I don't actually care whether people bring a gift to DDs parties or how much it costs. I just find the whole whinging about not getting value for money out of your gift rather distasteful and mean spirited.

stripeybumpsmum · 13/05/2011 18:04

Firstly, OP you have posted in AIBU so you cannot expect total agreement with your view.

Are you worried about how you will be viewed by the other children's parents? Four year olds love 'tat' as you call it. Are you worried they'll be comparing notes? What happened to getting a gift you know the child will enjoy? If you feel only one of the children would have invited your child, choose someone specific for that child and get something cheaper and generic for the other three, if you feel you must. But seriously, what could be easier than getting four of something the same, and more fun for the 4 children playing together. I once spent £5 each on 4 yo twins we didn't know well, filling a gift bag with pencils, faceclothes, small sweets etc: emergency raid on the present cupboard. Three years on and now better friends they tell me the coolest gift they got that year was Hulk/ Power Rangers toothbrushes!

As for the parents 'taking the piss' as you put it, do you really think their motivation for having a joint party was solely to maximise gifts? How about 4 friends having a great time playing together?

In my experience, the cost of the party actually had no direct corrolation with my child's enjoyment of it.

yousankmybattleship · 13/05/2011 18:06

Flippin heck Pingu you really are mean spirited. Who cares what you spend? Just buy four dot to dot books and a nice packet of pelt-tips each, or a bottle of bubble bath or some nice chocs etc et cetc - wouldn't cost much and they'd be thrilled. It doesn't take much to make a child of that age happy - not that you care.

DaisySteiner · 13/05/2011 18:10

A (well-off) friend of mine had a joint birthday party for her child and another and said to me 'it's great, we only have to pay for half the party but G will still get 30 presents' Shock So yes, sometimes parents do plan it this way.

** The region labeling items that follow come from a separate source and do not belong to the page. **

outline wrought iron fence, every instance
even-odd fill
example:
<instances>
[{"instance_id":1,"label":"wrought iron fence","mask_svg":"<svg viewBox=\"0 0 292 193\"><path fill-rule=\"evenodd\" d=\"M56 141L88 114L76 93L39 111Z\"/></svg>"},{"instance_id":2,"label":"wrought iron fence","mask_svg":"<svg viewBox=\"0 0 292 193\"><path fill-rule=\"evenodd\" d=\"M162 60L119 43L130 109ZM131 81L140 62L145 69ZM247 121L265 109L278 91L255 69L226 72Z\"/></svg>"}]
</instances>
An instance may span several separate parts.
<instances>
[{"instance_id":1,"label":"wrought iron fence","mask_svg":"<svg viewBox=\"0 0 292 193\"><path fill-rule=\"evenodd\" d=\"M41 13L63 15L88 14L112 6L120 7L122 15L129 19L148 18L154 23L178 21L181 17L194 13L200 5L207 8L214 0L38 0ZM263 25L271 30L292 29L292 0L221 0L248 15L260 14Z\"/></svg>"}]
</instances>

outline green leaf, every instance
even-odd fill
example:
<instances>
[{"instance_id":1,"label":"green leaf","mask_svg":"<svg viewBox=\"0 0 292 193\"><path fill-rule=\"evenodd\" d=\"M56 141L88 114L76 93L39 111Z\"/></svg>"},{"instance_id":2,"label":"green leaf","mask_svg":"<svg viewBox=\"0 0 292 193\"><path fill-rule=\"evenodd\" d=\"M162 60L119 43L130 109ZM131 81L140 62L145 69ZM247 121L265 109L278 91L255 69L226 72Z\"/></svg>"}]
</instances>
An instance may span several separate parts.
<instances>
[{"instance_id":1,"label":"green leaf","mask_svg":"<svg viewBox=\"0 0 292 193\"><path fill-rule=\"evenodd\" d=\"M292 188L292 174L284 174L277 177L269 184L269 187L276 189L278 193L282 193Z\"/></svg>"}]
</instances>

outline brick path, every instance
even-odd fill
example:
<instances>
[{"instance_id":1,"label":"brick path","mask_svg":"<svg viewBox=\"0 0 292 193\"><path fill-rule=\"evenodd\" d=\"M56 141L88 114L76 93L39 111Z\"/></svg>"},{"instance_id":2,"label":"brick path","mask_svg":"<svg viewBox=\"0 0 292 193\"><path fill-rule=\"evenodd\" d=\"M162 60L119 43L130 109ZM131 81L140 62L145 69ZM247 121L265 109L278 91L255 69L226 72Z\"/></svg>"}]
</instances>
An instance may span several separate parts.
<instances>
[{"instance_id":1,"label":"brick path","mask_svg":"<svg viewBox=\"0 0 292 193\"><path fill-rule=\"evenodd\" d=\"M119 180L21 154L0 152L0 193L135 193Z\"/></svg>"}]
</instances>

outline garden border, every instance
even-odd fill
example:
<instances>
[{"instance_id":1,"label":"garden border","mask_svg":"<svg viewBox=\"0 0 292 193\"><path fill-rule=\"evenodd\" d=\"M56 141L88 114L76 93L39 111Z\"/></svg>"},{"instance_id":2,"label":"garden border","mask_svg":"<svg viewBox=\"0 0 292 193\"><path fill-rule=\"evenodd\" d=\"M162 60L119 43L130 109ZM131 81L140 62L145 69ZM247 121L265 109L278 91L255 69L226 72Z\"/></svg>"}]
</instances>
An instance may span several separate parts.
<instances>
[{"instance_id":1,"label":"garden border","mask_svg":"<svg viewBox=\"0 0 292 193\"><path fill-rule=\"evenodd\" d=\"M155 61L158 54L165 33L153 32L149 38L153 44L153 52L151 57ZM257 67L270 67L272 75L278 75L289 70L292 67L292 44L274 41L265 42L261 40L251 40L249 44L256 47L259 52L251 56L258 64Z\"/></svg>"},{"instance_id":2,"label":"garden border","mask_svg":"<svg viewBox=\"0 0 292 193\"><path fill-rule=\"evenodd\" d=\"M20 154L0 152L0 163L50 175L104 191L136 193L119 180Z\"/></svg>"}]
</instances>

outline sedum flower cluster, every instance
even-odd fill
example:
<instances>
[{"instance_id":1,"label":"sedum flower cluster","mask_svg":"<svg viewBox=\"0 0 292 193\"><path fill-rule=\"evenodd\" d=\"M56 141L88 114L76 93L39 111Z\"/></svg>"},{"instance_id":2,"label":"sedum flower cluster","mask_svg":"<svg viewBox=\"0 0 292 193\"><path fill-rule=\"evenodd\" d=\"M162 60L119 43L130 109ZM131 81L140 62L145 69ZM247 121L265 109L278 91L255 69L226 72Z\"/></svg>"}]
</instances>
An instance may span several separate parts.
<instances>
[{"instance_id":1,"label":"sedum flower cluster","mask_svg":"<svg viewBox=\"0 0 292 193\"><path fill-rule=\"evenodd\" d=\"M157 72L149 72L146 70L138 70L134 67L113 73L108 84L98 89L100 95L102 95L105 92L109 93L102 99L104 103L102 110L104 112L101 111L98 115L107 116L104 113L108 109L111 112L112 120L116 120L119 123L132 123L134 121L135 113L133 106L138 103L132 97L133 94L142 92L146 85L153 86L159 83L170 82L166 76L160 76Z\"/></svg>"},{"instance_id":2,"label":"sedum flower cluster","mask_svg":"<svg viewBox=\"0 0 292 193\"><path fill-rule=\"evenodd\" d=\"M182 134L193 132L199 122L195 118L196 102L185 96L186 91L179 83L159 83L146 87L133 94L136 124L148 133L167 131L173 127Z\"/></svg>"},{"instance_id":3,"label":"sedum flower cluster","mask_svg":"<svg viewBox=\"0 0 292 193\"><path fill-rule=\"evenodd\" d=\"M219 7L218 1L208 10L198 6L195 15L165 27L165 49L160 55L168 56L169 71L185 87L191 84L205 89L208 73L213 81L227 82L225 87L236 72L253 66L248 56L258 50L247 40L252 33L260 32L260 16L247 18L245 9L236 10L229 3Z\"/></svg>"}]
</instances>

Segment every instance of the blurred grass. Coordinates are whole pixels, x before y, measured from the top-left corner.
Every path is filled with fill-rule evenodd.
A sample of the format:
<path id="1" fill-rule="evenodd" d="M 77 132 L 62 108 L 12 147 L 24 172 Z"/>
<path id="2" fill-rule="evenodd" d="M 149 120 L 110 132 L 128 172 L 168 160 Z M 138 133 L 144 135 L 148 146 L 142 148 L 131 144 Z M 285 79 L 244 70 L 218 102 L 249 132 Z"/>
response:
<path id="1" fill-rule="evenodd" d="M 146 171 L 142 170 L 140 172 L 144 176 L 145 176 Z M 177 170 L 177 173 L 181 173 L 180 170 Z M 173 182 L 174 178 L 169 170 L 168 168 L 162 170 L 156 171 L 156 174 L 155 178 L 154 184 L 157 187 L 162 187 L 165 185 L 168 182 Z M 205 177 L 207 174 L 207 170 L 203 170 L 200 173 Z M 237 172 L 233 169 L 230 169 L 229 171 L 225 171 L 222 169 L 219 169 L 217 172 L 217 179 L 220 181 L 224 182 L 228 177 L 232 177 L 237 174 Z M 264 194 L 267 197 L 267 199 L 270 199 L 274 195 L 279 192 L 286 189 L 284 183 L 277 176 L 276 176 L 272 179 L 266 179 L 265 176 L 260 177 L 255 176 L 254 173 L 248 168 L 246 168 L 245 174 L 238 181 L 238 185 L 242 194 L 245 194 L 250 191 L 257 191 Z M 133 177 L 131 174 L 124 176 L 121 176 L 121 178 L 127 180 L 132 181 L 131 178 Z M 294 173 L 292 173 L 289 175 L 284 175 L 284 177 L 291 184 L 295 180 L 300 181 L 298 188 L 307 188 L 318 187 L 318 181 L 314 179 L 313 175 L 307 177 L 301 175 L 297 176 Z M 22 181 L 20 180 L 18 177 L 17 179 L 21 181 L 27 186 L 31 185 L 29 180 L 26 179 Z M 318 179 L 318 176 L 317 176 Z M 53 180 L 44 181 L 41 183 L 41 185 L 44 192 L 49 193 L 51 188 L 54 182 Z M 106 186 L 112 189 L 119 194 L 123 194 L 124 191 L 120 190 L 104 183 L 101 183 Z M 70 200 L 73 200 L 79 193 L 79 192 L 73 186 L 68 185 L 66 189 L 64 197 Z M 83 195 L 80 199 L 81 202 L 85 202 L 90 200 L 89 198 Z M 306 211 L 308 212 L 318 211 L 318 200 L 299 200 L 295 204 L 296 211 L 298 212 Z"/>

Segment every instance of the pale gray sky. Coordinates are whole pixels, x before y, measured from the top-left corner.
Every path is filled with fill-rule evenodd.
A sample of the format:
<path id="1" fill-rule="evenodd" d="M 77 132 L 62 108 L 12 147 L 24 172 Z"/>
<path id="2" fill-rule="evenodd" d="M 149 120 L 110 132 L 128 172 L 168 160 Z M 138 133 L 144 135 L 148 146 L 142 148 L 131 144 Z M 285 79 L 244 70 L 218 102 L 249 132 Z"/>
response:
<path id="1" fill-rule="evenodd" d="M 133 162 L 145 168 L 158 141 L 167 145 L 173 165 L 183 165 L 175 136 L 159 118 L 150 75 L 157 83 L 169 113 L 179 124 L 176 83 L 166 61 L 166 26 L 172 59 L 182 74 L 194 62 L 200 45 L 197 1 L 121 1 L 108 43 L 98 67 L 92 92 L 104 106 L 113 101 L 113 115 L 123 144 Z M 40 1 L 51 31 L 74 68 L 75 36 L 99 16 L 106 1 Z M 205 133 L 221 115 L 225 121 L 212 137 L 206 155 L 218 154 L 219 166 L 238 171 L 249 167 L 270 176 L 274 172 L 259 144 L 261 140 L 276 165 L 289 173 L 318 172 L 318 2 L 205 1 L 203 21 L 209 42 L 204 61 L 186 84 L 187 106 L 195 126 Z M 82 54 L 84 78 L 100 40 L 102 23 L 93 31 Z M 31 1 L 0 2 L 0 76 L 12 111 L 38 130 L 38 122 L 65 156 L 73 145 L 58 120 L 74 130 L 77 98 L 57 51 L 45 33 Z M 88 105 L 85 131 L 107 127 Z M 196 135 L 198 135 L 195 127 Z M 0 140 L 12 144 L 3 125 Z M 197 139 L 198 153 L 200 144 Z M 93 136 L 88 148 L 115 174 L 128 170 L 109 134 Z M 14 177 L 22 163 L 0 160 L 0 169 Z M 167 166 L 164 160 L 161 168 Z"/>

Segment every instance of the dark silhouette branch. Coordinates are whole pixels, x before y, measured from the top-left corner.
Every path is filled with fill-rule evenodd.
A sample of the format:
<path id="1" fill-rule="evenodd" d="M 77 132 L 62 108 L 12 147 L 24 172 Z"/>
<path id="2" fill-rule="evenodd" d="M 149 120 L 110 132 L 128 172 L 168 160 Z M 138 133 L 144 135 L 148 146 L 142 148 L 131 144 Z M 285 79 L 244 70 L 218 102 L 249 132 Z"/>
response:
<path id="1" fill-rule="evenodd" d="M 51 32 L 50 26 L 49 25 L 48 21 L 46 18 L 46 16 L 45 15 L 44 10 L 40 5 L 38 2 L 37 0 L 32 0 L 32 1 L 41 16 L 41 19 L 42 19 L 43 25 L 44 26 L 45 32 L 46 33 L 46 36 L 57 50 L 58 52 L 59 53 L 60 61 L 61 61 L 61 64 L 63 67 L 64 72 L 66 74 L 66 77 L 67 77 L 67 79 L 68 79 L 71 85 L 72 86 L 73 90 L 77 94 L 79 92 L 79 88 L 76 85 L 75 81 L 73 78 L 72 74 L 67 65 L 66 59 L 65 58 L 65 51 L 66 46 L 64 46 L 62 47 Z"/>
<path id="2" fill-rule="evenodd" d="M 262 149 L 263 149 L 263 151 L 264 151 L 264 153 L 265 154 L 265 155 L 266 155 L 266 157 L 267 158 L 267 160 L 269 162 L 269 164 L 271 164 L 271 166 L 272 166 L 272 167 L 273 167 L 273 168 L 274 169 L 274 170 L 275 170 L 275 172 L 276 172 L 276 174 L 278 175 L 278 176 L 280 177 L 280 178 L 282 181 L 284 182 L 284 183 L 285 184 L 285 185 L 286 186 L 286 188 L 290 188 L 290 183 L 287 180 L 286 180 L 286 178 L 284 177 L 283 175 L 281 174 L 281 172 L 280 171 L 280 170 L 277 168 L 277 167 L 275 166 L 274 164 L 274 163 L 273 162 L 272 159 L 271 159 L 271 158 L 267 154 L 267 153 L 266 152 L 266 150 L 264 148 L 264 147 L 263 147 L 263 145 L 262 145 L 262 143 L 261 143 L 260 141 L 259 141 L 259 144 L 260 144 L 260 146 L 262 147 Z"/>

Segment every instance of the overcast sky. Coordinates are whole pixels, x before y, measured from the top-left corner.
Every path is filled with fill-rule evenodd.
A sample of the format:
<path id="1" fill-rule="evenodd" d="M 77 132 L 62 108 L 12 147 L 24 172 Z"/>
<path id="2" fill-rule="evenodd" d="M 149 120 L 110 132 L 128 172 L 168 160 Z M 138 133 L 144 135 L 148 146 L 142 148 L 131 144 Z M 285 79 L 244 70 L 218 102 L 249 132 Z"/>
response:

pigletmania · 13/05/2011 18:10

OP I do understand where you are coming from, 4 presents all at once can be daunting, but there is no need to spend £10 each on children that is ludricous, and so not true that anything under is tat very narrow minded.

I have got some wonderful little branded presents for £3 and under, you have to use your imagination and shop about. We had a joint party for dd and a friend, dd goes to afternoon preschool and her friend goes to the morning. I just sent out invites for dd friends in the afternoon class and did not stipulate it was a joint party so that parents did not feel obliged to get two presents. It worked out really well, dd got presents from her friends in the afternoon, and her friend got his presents from the children he invited from his morning sessions.

cerealqueen · 13/05/2011 18:12

So for you, kids parties are all about getting your money's worth because your DC only gets to go to one party! Think of the many many parties your Dc will go to in their lifetime. Give four small presents and get into the spirit of it. And never say never, you may be in the position yourself one day of taking part in a joint party.

carabos · 13/05/2011 18:18

Pingu - it's not "4 presents for 1 party", it's 4 presents for 4 people - one present each for the birthday children. It's that simple.